Fuori, l’arco delle giornate, dello stanco via vai, ruminare, ritornare, l’odore di pioggia, è per lo più sentimento di privazione, mancanza delle immagini, del loro spessore diafano, danzato, ridondante, che gronda spazio, passaggi di luce tra foglie e una sinfonica, solitaria erranza; fuori si passa il tempo cercando di dare senso all’assenza (di immagini), a un’attesa come infantile che misura da sola il sé, e il se. L’erranza apre To The Wonder, capolavoro di Terence Malick, e già dall’inizio non se ne vorrebbe più uscire; lirico incedere d’esseri (tre api perse su un soffitto) nel freddo atmosferico, sempre minacciato dalla dispersione, disaffezione, da una sedimentazione di lontananze.
Questo è Malick ora; sentimento dello spazio come dimensione del distacco, ed estremo tentativo di dare forma perfetta a questo sentimento, che allora si cristallizza in scorci in cui il creato trascende a tale luccicante bellezza (e per certi versi stucchevole, nel senso degli stucchi legati alle icone neoplatoniche), da intendere la possibilità del suo annientamento, che è, alla fine (o all’inizio), annullamento del creare.
Forse ancora più che in The tree of life, la voce che risuona è quella (volutamente stentorea) della lirica, altisonante nel suo individuare l’uno in relazione all’altro, che poi è Altro; ultimo egocentrico Amore, che contempla il due (gli amanti, la bambina, il prete) nella misura di una resa lancinante alla coscienza del Dio unicentrico, spirito che abita ogni scena e che la riconduce a sé nel processo di liquidazione del molteplice. Una lirica (le scene sono versi conchiusi, rigorosi, che quasi diventano versetti, sermone) la quale cerca di dire e mostrare le forme, il bello strenuo, assoluto, per dis-incarnare la Grazia (in sequenze che raggiungono manieristicamente una strana, chiaroscurale astrattezza), la costante assenza che si sente nell’itinerario nel mondo, nel suo essere presente a sè, e soprattutto nella scrittura (nelle immagini) del mondo (la terra rilevata dal geologo Neil, campi, cieli splendenti di ombre), che per Malick adesso, più di prima, è Scrittura (il che lascia pensare che il mondo cattolico se ne approprierà per magnificare la sua Chiesa formigoniana, che invece, sappiamo, è quanto di più lontano da questa incorrotta, severa visione malickiana). C’è un’enorme inquietudine in questo sguardo (sottolineato dalle armonie della colonna sonora), che sottende a un Amore imponente, tendente all’invisibile, quindi alla sua dissipazione, per movenze rarefatte, oscillazioni di corpi, di luci, ancora sotto il peso del Cielo e in un costante, cieco, Mormorio di fondo che pare essere “la cosa ultima”.

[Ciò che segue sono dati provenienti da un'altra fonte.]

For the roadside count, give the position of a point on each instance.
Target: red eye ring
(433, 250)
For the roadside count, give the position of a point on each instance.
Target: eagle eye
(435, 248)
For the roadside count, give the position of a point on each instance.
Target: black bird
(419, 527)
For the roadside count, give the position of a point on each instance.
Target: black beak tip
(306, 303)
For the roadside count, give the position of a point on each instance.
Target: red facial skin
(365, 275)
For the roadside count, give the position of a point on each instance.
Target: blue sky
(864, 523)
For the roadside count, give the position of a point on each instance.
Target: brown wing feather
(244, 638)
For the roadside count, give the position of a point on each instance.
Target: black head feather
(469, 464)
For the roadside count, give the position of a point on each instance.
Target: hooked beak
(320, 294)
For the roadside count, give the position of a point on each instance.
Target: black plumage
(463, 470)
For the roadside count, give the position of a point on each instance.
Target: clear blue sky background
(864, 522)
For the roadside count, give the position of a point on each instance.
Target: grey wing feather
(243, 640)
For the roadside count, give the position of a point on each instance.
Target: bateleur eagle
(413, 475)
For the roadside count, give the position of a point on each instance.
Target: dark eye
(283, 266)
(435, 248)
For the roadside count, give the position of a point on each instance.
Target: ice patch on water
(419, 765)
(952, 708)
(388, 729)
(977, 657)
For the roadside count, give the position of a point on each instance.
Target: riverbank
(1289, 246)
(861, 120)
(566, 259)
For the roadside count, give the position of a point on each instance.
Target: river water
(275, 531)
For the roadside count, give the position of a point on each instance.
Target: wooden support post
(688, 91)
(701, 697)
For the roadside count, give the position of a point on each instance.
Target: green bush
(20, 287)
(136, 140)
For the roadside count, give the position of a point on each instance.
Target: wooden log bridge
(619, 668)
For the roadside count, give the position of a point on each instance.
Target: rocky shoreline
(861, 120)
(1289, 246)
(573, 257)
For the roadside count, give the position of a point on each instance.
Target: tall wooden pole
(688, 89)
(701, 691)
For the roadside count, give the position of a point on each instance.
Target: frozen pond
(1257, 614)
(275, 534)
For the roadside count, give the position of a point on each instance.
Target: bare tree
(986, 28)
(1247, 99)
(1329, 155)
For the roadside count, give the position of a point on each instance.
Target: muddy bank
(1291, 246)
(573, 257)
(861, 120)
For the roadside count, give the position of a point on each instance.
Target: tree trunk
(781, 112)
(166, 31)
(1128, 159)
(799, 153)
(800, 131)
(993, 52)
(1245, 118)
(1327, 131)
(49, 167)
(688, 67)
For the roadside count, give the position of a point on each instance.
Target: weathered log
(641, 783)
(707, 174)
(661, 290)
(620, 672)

E dopo c’è il “dopo maggio”, Après mai di Olivier Assayas, narrazione emozionante del periodo immediatamente successivo al ‘68, quindi di un ritorno all’ordine (le famiglie borghesi, benestanti, i lavori normali, “commerciali”) che equivale alla dis-illusione dei ragazzi (a tratti opportunistica, altre volte rassegnata), pure colma di luce e di musica, in una visione che non può prescindere dal suo portato politico e che ci porta, considerando l’assottigliarsi o il depravarsi ideologico, dritto al nostro tempo, alla difficoltà di credere nelle narrazioni, fuori dal compromesso finanziario. Ma l’età dell’innocenza di Assayas non può che gioiosamente crepitare, nel senso dell’amore per l’arte (la pittura e il cinema innanzitutto), al di là della quale sembra non esserci vita e che si fa dunque sequenza (tattile, delicata adesione di luce alle superfici) sul potenziale (fotosintetico) della sequenza. E ciò sin dal principio, sulla superficie di un viottolo di campagna dove si incontrano Gilles (Clément Métayer) e Léa (Léa Rougeron), prima di perdersi nell’incanto dell’alcova e di lì, con tutti gli altri, per le vie del mondo (riprendendone la danza arcaica, estasiante e perequativa, salvo poi normalizzarla entro il Mercato); luoghi come mitizzati e figure femminili cristallizzate e terse (tra cui Christine interpretata da Lola Créton, già splendida protagonista di Un amore di gioventù), fino all’ultimo sogno, in una sala di proiezioni sperimentali, che trascende (ancora) verso il quadro bianco.
Cielo bianco, vento: si sperimenta il germinare dello spazio qui, come definizione della solitudine dell'uno, che pare l'unico amore possibile. Ed è incredibile ritrovare l'atrio della propria scuola elementare, col neon che fiorisce autunnale, sulla strada del ritorno, nel lido pomeridiano.